The new high-risk, high-reward scientific research agency announced by the UK government.
With funding for research more and more competitive, there is an urgent need for new sources and increased diversity. There is often concern raised around the lack of options for more experimental science and technology research that does not yet have a clear payback. Many cases demonstrate the importance of wide-ranging research, such as the discovery of CRISPR, which has revolutionised the field of genetics since arising from the study of bacterial immune systems and whose inventors won the Nobel Prize last year.
As a step in addressing this problem, the UK government has recently announced the Advanced Research & Invention Agency (ARIA), a new scientific research agency that will focus on funding high-risk, high-reward projects. ARIA will be based on the US Defense Advanced Research Projects Agency (DARPA, previously ARPA), which is credited with the invention of the internet, as well as funding research into mRNA vaccines before the COVID-19 pandemic. Like its US equivalent, ARIA will have the capacity to start and stop projects according to their success, with a high tolerance for failure.
The move is part of the R&D Roadmap published last year, which included the need for more experimental research, as well as increasing diversity and research integrity. The plan is to make the UK a global leader in science and innovation, and for this, the R&D budget is being increased to £14.6 billion in 2021-2022, with plans to continue increasing it further. ARIA will receive a small proportion of this budget, £800 million to spend over the next few years and is planned to be fully operational by 2022. This is a fraction of the funding that US DARPA receives, so it is unclear if it will be enough to make the intended impact. ARIA will be led by world-leading scientists, and recruitment for an interim Chief Executive and Chair has begun. They will decide what the vision, direction and priorities will be. Possible focuses include disease outbreaks and climate change, where experimental, cross-disciplinary research may be able to make a large impact.
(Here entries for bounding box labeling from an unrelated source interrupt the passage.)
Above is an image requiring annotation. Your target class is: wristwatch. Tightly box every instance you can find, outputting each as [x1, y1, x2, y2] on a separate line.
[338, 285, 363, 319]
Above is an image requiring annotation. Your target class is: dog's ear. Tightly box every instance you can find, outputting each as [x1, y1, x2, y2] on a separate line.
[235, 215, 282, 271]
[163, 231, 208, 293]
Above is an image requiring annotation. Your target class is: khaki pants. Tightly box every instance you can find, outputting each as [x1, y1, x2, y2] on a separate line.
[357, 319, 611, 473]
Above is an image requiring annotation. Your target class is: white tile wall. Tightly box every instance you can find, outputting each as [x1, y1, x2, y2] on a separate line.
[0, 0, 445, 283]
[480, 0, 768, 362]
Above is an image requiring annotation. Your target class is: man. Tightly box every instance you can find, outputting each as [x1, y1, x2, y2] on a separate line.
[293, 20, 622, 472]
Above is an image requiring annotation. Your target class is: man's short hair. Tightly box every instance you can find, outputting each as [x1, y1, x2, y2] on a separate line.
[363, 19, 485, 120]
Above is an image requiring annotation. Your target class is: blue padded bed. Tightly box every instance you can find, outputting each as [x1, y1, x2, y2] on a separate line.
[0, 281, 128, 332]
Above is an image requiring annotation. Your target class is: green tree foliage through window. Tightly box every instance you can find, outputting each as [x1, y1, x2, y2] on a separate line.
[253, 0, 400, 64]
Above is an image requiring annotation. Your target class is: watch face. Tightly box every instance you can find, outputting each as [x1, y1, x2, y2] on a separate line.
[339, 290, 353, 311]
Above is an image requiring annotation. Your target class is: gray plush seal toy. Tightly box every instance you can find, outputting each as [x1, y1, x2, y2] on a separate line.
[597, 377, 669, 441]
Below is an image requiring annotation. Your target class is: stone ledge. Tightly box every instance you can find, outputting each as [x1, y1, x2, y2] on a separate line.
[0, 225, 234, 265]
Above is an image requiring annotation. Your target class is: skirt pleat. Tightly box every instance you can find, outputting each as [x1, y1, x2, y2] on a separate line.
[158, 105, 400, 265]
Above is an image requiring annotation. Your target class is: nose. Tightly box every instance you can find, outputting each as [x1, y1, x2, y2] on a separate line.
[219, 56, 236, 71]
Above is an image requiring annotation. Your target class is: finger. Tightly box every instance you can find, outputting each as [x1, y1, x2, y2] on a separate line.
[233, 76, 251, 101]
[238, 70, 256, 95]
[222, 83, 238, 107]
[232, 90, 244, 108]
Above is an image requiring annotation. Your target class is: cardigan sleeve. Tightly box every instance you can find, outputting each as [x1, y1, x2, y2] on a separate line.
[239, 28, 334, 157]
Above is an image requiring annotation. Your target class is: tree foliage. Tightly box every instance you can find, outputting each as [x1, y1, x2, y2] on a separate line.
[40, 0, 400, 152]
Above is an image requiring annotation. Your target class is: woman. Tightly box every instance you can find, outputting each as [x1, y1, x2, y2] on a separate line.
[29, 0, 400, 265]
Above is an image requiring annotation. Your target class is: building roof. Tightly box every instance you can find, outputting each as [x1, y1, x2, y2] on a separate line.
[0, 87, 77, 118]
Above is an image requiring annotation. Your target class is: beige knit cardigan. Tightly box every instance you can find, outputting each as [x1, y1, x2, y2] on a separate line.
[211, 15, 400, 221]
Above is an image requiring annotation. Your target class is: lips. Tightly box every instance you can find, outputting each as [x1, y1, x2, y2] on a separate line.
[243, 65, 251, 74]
ARIA will function separately from the UK Research and Innovation (UKRI) but is intended to complement it. The UKRI was created in 2017 to bring many areas of science under one roof, allowing it to address cross-disciplinary challenges. It was intended at the time to reduce bureaucracy, and with the intention to change the UK science system, which is similar to what is now being said about ARIA, raising questions about how it will be different. The creation of the agency was part of the Conservative Party’s latest manifesto and has been credited to a push from Dominic Cummings, who criticized the existing UKRI for its bureaucracy.
However, the announcement has attracted a lot of criticism, including around the lack of clarity in the plans, including what funding model it will use. A key selling point for ARIA is the decreased regulation it will be under, allowing it to streamline the funding process and focus on more experimental projects. This has also raised concerns around whether the normal standard of peer and ethical reviews will be upheld, and whether it will lead to similar problems as the government faced last year, where allegedly appointments were made for personal relationships. There have also been rumours that the new organisation could be exempt from Freedom of Information requests, although the US DARPA are not.
Time will tell how ARIA is set up and whether it will be able to achieve its goals and help the UK become a global leader for research. However, it is important that the UK government is making space for this experimental research, as it has the potential to lead to large breakthroughs that may not be possible under current funding options.